Bawaslu: CFD Tidak Boleh Jadi Ajang Kampanye

| 30 Apr 2018 22:29
Bawaslu: CFD Tidak Boleh Jadi Ajang Kampanye
Anggota Bawaslu Rahmat Bagja dan Fritz Edward Siregar. (Diah/era.id)
Jakarta, era.id - Anggota Badan Pengawas Pemilihan Umum (Bawaslu) Rahmat Bagja menginstruksikan Bawaslu tingkat provinsi serta Panwaslu kabupaten/kota untuk bekerja sama dengan pemerintah daerah agar mengawasi kegiatan Hari Bebas Kendaraan Bermotor (HBKB) atau Car Free Day dari kegiatan politik.

Hal ini sekaligus menanggapi adanya tindakan persekusi sekelompok orang yang menggunakan kaus bertuliskan #2019GantiPresiden saat Car Free Day di Bundaran HI. 

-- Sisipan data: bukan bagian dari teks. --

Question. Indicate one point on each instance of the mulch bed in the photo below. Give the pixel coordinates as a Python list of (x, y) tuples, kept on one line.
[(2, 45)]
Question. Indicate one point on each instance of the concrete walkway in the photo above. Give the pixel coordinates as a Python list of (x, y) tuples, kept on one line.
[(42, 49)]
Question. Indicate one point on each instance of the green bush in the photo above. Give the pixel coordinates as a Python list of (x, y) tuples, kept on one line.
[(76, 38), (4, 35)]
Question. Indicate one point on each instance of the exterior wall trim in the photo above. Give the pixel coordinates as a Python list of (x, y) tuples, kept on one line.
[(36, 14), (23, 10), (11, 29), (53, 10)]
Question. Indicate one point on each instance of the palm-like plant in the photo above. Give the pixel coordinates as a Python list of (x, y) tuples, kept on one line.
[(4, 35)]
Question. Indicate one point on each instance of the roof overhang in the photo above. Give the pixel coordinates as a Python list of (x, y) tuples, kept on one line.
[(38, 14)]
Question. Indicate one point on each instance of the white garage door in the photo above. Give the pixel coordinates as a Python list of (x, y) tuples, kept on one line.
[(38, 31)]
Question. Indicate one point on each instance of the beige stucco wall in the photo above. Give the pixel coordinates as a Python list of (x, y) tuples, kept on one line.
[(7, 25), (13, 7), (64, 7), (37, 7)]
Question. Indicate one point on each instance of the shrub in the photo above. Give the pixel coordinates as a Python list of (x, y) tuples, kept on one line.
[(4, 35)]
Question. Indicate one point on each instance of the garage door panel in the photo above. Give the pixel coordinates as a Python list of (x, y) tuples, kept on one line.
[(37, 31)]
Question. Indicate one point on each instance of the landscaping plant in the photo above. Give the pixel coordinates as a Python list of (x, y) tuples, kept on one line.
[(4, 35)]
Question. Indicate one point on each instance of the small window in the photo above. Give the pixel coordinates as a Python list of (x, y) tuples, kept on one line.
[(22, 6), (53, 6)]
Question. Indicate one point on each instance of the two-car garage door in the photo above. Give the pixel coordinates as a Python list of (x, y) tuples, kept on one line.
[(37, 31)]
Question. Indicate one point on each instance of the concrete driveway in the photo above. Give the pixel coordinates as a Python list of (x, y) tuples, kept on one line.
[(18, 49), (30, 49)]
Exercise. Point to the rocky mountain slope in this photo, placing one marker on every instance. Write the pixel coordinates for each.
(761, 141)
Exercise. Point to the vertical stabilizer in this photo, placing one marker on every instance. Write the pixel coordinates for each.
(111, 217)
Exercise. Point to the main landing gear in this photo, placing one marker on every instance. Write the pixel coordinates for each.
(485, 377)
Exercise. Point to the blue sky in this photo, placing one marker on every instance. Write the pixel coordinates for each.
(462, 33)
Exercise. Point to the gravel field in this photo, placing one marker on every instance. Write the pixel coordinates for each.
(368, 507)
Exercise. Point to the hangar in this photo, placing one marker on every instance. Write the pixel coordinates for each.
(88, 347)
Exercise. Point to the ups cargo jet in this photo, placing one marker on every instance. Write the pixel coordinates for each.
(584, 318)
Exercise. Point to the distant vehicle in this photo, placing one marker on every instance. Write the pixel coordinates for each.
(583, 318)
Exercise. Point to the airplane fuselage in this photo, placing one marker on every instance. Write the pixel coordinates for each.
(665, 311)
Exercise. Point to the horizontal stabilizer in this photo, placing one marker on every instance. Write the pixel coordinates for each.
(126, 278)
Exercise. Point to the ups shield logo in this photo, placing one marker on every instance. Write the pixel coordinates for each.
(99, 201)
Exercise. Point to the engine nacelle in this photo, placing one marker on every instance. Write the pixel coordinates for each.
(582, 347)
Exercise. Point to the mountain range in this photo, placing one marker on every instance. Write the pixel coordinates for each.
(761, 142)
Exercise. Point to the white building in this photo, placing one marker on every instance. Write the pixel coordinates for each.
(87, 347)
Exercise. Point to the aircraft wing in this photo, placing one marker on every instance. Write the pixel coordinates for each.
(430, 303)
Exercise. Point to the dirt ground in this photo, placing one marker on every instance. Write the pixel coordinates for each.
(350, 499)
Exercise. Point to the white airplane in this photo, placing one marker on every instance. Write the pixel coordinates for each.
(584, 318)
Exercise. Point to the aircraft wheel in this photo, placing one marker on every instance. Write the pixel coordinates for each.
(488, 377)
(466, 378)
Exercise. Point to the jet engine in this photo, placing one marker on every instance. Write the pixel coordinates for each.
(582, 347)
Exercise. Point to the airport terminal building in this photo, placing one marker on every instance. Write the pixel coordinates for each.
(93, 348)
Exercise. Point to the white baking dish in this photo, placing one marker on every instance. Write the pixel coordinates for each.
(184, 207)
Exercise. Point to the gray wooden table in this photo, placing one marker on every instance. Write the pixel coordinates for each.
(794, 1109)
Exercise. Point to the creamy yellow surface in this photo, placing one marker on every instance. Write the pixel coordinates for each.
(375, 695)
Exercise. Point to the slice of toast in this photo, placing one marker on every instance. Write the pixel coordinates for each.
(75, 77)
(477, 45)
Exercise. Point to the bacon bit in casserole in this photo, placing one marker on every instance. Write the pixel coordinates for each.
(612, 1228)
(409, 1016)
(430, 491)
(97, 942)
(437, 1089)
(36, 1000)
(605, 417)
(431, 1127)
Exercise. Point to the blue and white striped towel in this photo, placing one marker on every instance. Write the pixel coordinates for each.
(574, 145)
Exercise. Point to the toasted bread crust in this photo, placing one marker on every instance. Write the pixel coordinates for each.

"Kami harapkan pelaksanaan Car Free Day sesuai dengan peraturan Undang-Undang, Pergub, dan Perda yang berlaku. Hal tersebut diperlukan mengacu pada beberapa peristiwa yang terjadi pada beberapa waktu lalu yang perlu dicermati kembali agar pelaksanaan dilaksanakan aman dan sesuai dengan koridor undang-undang," kata Bagja di Kantor Bawaslu RI, Jalan MH Thamrin, Jakarta Pusat, Senin (30//4/2018).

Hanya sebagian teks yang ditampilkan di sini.